At 110, Alice Sommer Herz was the second oldest person in London, lived entirely alone in a small flat and practised the piano for two and a half hours every day.

She was one of the most remarkable people in the world and was thought of with admiration and affection, by hundreds of thousands of people, as both a sage and a saint. 

Her wisdom was evident in almost everything that she said. Her saintliness seen in her almost unique tolerance and her compassion. She had, among her virtues, the gift of true forgiveness.

She was imprisoned, with her six-year-old son, in the Theresienstadt concentration camp and saw unspeakable atrocities but she did not hate her persecutors because she had the wisdom to know that all hatred hurts the soul of the hater, while it makes little or no impression on the hated, except, perhaps, to make them worse.

  • She suffered experiences which no human being should have to endure, including the deaths of both her mother and her husband at the hands of the Nazis, and yet she speaks about her experiences with a simplicity and a quiet grace that win the hearts of all who discover her.
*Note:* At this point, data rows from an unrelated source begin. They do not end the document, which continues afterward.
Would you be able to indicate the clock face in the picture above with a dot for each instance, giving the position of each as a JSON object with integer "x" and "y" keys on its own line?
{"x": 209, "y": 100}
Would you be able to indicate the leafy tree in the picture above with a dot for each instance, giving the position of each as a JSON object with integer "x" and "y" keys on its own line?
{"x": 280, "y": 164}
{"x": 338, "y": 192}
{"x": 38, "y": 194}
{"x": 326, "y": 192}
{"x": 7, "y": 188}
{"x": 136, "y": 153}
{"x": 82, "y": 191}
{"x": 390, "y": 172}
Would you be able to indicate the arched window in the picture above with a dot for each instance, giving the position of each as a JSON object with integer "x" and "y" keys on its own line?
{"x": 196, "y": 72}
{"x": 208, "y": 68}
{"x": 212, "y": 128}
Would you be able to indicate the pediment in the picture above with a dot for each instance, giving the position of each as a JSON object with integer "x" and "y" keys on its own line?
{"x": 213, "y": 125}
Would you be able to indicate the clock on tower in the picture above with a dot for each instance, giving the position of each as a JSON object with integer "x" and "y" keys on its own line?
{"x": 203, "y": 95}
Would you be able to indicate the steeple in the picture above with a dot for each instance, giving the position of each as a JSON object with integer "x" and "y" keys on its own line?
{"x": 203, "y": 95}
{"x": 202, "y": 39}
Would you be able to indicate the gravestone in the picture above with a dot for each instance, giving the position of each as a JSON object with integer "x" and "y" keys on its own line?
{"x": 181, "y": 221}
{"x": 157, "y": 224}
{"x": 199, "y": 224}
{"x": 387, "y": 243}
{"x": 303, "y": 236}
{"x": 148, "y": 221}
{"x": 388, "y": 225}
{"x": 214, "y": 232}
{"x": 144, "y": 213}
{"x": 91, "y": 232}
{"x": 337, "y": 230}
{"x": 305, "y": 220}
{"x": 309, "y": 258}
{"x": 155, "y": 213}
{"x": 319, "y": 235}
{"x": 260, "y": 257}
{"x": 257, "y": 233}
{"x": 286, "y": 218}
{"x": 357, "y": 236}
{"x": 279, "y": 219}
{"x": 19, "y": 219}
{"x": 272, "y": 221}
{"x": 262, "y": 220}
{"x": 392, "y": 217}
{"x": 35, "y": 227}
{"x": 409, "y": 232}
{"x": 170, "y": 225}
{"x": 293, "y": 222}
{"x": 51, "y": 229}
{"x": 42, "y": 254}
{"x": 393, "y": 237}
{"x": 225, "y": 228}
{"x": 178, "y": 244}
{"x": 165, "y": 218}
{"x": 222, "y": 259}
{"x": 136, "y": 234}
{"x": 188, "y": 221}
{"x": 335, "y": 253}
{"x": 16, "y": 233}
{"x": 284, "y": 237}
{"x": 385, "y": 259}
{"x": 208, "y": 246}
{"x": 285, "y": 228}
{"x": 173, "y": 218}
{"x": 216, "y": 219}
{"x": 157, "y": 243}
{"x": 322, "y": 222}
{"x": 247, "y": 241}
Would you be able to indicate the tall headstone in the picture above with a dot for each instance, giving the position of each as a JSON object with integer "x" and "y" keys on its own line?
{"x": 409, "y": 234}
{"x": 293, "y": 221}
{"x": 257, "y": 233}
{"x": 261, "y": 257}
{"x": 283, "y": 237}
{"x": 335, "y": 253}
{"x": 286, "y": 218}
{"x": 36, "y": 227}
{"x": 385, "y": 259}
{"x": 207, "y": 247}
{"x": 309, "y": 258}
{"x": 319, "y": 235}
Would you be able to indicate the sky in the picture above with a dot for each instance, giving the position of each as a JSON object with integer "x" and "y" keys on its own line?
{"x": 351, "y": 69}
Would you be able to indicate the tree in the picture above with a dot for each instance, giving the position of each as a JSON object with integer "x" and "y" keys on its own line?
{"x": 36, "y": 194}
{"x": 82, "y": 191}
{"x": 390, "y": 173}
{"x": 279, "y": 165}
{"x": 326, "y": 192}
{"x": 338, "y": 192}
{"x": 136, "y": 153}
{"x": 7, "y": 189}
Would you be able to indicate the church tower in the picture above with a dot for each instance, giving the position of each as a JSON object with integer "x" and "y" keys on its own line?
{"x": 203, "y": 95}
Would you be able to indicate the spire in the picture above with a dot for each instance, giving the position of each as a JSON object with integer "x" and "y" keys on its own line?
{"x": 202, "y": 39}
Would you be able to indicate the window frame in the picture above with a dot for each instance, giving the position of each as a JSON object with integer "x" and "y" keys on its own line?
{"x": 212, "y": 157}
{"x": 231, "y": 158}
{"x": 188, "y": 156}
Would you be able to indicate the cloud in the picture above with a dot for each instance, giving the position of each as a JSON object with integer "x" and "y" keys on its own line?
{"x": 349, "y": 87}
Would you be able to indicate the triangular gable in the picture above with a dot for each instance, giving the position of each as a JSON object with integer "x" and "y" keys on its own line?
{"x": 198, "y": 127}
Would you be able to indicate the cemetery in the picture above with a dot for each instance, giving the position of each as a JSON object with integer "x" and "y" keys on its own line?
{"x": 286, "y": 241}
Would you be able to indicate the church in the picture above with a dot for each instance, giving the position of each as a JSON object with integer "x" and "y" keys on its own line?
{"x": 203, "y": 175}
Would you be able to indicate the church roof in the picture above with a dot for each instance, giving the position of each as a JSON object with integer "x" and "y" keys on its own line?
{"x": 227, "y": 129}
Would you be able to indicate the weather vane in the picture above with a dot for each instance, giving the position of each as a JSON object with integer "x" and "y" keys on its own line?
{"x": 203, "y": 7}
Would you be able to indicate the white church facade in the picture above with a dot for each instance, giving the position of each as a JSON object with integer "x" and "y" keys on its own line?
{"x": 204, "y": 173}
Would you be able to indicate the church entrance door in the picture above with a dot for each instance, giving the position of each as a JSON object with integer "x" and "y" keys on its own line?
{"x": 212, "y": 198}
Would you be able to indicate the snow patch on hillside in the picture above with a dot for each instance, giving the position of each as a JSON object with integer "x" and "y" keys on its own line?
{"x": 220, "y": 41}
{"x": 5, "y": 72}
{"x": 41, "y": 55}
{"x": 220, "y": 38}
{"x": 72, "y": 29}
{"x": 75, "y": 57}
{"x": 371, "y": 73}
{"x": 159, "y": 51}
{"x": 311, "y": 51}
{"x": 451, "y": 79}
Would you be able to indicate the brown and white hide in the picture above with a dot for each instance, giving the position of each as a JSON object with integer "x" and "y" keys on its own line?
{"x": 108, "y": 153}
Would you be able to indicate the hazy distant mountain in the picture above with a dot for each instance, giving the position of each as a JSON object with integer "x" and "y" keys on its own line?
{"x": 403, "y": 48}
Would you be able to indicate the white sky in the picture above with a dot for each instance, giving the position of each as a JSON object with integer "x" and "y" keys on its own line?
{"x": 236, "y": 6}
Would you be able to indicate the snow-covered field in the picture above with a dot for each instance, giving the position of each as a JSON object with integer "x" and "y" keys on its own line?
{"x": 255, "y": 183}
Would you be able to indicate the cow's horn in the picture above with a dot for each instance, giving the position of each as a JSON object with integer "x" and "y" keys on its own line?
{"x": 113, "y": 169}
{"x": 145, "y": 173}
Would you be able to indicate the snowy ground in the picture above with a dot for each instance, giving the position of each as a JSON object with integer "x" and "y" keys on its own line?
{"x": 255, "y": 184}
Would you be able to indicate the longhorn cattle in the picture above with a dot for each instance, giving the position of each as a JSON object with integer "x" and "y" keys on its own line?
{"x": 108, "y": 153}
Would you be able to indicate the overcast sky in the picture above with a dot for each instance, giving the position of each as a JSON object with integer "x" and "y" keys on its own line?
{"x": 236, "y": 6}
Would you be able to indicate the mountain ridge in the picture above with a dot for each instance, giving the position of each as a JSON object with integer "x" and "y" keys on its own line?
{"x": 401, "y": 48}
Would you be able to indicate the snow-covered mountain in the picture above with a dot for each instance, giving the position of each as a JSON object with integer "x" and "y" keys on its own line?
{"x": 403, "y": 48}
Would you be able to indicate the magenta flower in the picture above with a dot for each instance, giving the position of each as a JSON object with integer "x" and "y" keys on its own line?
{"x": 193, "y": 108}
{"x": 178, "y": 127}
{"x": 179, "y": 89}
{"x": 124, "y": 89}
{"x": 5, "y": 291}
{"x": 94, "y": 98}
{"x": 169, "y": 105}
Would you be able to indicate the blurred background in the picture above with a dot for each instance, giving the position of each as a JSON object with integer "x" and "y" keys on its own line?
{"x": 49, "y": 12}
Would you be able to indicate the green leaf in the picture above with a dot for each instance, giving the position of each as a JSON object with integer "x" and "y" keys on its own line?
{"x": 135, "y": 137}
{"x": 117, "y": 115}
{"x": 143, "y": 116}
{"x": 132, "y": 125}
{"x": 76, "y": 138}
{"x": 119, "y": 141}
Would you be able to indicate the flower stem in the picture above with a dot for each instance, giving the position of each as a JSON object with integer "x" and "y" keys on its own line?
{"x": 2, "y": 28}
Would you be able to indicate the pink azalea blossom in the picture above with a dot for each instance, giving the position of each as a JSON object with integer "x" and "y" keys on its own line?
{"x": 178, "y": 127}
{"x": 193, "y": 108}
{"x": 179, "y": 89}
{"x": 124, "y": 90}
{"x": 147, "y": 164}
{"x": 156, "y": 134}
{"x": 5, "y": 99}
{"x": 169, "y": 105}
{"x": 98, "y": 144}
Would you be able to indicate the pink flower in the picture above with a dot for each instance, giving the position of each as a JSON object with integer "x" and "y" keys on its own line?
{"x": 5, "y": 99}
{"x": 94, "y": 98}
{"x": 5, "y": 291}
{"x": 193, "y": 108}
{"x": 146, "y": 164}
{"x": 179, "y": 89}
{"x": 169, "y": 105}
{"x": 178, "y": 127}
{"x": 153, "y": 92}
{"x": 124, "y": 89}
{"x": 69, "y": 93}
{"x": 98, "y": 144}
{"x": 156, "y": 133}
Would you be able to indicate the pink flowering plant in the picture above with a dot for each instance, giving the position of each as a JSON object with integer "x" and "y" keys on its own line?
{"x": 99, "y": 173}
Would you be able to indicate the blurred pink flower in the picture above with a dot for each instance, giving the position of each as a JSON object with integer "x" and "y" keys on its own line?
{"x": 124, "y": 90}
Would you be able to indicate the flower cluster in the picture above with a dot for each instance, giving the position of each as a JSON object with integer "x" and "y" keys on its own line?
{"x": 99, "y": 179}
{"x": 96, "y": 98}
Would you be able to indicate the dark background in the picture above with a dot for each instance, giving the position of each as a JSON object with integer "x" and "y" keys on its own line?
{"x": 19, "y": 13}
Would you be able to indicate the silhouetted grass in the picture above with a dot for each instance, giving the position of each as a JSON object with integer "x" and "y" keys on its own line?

    In this film she remembers her inability to feed her child in the camp, and to answer his questions, as an indescribable nightmare; she remembers also playing more than 100 concerts in the camp and likens the experience, both for the performers and for the listeners, to religious experience and feeling close to the divine.  She is in no doubt that music saved her life in those unimaginable circumstances — and the lives of hundreds of others. 

    She elaborates on this theme in this film.

    At 104 she published a book about her life and experiences. That is to say, two writers in Hamburg compiled a book from hundreds of conversations with her over nearly 3 years.

    That book, A Garden of Eden in Hell, rapidly became a best-seller and has already been printed in seven languages.

    Gigi Sommer is also the heroine of our prize-winning film, We Want the Light, which, through television, has won her a devoted following in many parts of the world.  

    She also plays the piano in this film — Schubert, Smetana and Beethoven — in a style which the world has long forgotten. It is the style of Artur Schnabel, who was one of her teachers; a style redolent of a happier and more confident time in music making and one which many will find heartwarming. When Pinchas Zukerman heard it he said, “Wow! You don’t hear phrasing like that any more.”

    Film remembers our artists in a way that not one of the other media is quite able to match and Gigi Sommer is a human being, a woman and an artist worth remembering.

    This is one of the very few films on a holocaust subject that focuses on hope, tenacity and human dignity rather than on catastrophe and despair.